To provide the PaaS capability of being able to take source code and deploy it, OpenShift adds automation for performing builds on top of Kubernetes. OpenShift supports two main strategies for building from source code.

In the style of a traditional PaaS, OpenShift can take your application source code and, using a builder for the programming language you are using, create your application image. You as a developer do not need to provide instructions on how to create the container image; the platform will do this for you.

In addition, OpenShift can also accept source code that includes a set of instructions to create the application image in a Dockerfile. This is what you need to do if building a container image yourself using Docker, but OpenShift will do it for you, inside the OpenShift platform.

In both cases, OpenShift will cache the application image in an image registry that it provides. The application image will then be deployed from this internal image registry.

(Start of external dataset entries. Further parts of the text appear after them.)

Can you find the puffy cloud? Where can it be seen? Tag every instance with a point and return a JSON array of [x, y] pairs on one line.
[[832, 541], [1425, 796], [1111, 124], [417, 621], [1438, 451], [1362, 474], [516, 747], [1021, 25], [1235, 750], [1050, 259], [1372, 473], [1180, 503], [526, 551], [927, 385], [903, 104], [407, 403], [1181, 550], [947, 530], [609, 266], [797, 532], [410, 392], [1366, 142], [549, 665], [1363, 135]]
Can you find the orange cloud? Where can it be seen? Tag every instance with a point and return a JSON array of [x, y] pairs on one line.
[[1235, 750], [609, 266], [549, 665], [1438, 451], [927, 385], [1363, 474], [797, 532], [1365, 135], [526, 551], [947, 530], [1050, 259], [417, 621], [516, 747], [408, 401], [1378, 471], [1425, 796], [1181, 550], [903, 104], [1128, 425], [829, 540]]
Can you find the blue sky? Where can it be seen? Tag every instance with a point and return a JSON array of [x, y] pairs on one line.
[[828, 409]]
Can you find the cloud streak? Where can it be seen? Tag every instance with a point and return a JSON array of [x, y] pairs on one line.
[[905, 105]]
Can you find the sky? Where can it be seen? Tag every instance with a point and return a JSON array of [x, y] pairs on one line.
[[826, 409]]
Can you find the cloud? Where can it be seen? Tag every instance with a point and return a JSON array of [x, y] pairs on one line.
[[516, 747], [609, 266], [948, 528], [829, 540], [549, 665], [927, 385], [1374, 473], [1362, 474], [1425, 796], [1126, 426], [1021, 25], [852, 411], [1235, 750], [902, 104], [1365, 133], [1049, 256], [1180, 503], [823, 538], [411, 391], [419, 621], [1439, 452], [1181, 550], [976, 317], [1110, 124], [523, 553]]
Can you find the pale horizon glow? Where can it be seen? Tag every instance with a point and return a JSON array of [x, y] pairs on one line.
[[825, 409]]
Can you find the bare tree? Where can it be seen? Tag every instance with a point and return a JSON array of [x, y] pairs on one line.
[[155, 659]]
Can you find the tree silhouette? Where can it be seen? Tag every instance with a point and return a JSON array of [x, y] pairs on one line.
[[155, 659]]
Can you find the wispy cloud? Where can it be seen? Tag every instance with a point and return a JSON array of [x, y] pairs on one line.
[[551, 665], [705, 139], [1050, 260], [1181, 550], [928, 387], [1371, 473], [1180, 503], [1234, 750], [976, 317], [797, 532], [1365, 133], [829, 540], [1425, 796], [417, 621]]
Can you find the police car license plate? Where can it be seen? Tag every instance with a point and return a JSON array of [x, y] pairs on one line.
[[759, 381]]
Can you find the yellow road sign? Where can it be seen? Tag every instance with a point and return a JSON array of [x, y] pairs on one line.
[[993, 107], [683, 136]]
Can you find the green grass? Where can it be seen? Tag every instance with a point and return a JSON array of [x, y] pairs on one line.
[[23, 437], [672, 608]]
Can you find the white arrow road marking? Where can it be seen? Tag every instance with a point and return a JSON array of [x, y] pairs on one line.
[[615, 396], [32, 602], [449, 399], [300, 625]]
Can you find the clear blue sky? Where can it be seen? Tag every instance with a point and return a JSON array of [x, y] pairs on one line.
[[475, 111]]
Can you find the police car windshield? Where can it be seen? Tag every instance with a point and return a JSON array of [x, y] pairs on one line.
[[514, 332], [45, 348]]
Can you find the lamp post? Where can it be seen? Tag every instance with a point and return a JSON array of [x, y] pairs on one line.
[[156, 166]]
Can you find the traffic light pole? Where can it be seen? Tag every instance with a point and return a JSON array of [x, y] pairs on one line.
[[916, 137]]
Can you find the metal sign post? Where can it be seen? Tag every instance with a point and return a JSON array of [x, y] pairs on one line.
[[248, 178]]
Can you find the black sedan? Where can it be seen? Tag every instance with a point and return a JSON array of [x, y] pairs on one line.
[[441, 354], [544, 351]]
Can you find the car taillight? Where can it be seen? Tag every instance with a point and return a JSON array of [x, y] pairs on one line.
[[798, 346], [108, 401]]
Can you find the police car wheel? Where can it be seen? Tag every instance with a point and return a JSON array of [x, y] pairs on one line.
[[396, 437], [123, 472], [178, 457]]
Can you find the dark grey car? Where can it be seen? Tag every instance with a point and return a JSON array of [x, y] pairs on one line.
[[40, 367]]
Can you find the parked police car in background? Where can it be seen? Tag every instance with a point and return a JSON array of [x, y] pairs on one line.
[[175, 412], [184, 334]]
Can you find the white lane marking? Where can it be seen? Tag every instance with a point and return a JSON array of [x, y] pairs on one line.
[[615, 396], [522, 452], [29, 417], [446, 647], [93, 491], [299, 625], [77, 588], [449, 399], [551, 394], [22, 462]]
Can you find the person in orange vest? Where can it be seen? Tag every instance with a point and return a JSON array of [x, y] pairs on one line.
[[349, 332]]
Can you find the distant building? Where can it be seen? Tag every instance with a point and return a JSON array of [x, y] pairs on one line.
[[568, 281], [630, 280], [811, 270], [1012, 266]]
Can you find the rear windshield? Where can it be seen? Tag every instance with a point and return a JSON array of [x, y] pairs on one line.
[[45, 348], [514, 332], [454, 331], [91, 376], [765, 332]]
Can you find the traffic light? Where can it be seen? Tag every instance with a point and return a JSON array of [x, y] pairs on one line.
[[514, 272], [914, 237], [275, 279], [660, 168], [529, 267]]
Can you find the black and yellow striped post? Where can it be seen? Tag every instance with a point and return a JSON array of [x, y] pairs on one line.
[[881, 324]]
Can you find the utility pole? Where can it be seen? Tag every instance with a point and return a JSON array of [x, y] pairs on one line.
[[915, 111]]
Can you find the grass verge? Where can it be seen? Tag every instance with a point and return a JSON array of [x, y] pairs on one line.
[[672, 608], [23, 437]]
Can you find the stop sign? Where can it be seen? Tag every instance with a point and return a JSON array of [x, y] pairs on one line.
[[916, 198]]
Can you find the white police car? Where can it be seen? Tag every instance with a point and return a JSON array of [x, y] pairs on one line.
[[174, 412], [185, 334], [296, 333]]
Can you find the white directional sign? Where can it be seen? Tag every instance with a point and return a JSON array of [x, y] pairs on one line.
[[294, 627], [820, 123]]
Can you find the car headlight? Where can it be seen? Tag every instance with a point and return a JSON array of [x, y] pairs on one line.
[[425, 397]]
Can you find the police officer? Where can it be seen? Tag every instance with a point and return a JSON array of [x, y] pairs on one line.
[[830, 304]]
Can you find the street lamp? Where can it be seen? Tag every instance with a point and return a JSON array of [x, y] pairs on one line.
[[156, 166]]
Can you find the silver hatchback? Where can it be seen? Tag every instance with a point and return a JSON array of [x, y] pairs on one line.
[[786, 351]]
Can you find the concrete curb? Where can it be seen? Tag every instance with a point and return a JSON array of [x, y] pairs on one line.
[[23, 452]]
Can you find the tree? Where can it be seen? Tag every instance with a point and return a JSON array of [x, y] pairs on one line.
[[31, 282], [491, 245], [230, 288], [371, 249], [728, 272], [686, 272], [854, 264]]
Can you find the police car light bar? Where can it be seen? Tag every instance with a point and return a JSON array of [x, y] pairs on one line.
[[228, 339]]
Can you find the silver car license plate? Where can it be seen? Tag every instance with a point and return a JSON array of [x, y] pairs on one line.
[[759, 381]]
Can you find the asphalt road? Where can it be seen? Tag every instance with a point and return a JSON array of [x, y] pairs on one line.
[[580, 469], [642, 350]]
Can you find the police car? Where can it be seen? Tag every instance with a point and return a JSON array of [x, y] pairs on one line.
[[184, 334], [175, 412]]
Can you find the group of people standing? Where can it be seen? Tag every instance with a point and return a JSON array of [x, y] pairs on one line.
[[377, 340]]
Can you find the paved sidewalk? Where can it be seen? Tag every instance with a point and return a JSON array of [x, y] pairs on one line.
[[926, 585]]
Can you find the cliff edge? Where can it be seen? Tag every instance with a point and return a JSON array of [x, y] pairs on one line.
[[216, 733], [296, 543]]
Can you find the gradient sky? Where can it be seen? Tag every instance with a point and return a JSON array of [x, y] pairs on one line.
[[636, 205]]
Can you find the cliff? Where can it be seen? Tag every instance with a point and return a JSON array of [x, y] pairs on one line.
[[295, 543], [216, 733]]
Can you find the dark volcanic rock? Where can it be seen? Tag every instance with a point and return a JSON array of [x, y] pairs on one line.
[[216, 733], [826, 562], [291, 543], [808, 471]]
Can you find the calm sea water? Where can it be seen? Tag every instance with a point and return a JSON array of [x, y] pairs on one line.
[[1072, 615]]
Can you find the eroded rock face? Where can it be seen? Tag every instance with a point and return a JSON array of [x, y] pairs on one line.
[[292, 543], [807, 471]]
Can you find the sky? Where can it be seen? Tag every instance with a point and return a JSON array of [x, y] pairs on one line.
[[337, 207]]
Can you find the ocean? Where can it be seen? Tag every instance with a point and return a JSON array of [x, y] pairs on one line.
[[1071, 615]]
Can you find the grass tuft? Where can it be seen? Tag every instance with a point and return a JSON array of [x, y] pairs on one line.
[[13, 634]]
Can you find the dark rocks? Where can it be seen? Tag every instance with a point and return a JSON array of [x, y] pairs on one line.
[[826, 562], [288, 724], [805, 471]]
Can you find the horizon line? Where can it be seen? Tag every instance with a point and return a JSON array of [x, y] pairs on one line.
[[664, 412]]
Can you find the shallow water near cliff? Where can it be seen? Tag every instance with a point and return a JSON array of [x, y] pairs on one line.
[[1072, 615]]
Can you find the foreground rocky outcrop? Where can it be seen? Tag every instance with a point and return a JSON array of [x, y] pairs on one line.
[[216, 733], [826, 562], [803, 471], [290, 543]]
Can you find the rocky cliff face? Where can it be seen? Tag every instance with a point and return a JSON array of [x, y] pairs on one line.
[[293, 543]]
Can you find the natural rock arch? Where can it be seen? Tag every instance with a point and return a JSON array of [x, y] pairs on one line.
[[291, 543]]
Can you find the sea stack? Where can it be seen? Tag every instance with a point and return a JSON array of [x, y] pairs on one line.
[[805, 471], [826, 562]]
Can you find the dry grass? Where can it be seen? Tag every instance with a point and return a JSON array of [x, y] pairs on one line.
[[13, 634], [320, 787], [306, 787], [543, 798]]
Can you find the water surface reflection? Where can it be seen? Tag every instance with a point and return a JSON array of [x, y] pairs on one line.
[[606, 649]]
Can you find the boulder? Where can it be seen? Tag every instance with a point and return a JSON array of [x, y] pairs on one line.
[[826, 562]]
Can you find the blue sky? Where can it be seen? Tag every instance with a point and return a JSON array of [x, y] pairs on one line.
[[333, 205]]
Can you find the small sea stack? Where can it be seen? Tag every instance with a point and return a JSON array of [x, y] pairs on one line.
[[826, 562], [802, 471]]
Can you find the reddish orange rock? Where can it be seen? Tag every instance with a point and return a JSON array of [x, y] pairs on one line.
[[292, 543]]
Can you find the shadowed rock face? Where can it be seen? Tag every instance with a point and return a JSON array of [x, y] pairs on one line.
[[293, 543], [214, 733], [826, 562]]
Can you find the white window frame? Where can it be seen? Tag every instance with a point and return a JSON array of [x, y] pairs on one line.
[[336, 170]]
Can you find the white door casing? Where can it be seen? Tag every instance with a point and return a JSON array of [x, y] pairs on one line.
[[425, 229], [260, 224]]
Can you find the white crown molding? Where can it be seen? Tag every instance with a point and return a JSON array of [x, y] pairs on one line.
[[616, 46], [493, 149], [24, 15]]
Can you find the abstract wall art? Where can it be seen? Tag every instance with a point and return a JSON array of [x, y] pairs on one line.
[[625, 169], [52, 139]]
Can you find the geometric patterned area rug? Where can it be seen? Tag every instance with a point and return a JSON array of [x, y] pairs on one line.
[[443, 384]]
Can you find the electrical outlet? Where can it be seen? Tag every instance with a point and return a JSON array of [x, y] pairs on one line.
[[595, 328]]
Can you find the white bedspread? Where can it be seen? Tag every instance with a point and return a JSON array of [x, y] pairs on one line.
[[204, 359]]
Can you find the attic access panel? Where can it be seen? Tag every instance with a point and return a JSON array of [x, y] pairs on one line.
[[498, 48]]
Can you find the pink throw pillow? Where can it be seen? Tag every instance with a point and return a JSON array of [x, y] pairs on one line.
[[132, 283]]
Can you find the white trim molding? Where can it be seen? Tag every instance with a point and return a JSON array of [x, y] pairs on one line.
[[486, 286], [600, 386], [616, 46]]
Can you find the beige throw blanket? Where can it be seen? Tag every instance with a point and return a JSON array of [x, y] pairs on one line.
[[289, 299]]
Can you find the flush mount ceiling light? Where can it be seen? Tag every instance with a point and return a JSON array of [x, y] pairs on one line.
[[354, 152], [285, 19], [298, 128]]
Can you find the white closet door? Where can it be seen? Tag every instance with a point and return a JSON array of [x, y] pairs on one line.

Using OpenShift to build the application image from a Dockerfile means you do not need to have the Docker tool on your own system, nor do you need to use a separate image registry to hold your images.

With both types of builds, OpenShift can pull the source code for the build from a hosted Git repository. If you’re using a service such as GitHub, GitLab, or Bitbucket, you can configure the Git repository hosting service to notify OpenShift whenever you push changes to your code back to the hosted Git repository. This notification can trigger a new build and deployment of your application.

This automation means that once you have set up your application in OpenShift, you do not need to interact directly with OpenShift as you continue with your application development. As soon as you push back changes to your hosted Git repository, OpenShift will know and can build and redeploy the application automatically.

Deploying Your Application

By building on top of Kubernetes, adding its own automation for builds and deployments, OpenShift operates as both a CaaS and a PaaS. In other words, OpenShift implements a general-purpose container platform. You can deploy your own bespoke applications, or you can import third-party applications such as databases, messaging systems, or other business suites to support the business processes of your organization.

In this book you will learn about the different ways you can deploy applications to OpenShift. This will include deploying from a prebuilt application image using the CaaS functionality of OpenShift, and building from source code in the manner of a PaaS.

You will also learn how to integrate your application into the OpenShift platform, how to configure it through OpenShift, how to mount persistent volumes, how to make it public so users can access it, and how to monitor and debug your application.

To interact with OpenShift you can use either a web console or a command-line client. This book will focus on using the command-line client.

The main application example that will be used throughout the book is a Python application implemented using the Django web framework. This is the same sample application that is used in many of the tutorials found on the OpenShift Interactive Learning Portal. In addition to reading through this book, you can use those tutorials to further investigate many of the topics we cover.

The source code for the sample application can be found on GitHub.

If you wish to work through the example in the book yourself, you can use the playground environments on the OpenShift Interactive Learning Portal. The playgrounds don’t follow a set tutorial, and you are free to try anything you want.

You can also install OpenShift yourself, or use a hosted OpenShift service. The next chapter will discuss options for running OpenShift, with the remainder of the book then showing you how to use it so you can learn to deploy your own applications.